The Adamses' case fails, however, to establish an ambiguity. Clear and unambiguous policy language is to be given its plain and ordinary meaning. Id. Endorsement 1105G very plainly deletes the underinsured motorist coverage set forth in the main policy document. Just as plainly, endorsement 1179i establishes underinsured motorist coverage that does not include the local law provision found in the main document. Only if the main policy language is somehow still operative can the Adamses hope to apply Georgia law to the anti-stacking provisions, thus saving their claim.
But the district court was undoubtedly correct that the policies and the endorsements that accompanied them when they were issued must be read together, rather than sequentially. See Hastings Mut. Ins. Co. v. Webb, 659 N.E.2d 1049, 1052 (Ind.Ct.App. 1995) (construing endorsement and main policy together). The contrary result would be odd indeed, for it would require a court to read the main policy document and then pause, assessing what the "existing" coverage included at that moment, before going on to read the endorsements that were issued at the very same time.

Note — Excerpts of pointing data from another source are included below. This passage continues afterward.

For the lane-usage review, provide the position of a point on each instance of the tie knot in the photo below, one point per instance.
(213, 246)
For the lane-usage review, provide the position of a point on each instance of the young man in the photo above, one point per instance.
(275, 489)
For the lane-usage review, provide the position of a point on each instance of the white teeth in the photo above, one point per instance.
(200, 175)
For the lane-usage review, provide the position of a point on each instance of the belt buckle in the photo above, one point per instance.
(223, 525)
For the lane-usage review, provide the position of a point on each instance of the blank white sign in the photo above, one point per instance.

The Adamses argue that the district court's ruling renders meaningless the promise contained in the letter on the reverse of endorsement 1105G that the endorsement would not diminish existing coverage. But the letter, assuming for the moment that it is part of the insurance contract at all, is best read as "boilerplate" language intended to apply only to those policies that were in effect before the endorsements were issued. Had the Adamses been covered under the main policy prior to the addition of the endorsements, they would have possessed "existing coverage," and arguably would be in a position to protest any diminishment of that coverage by the endorsements. To imply that the letter requires that the main policy be read prior to and apart from endorsements issued contemporaneously with it, however, is a strained and implausible extension. The Adamses have not established that the policy as a whole is ambiguous on the question whether the local law provision contained in the main policy's version of underinsured motorist coverage still applies to the new version contained in endorsement 1179i.
Our disposition of the case makes it unnecessary to consider Farmers' alternative arguments for affirmance. Because the Adamses concede that the anti-stacking provisions, when interpreted according to Indiana law, preclude any further recovery, the district court was correct in granting summary judgment in favor of Farmers.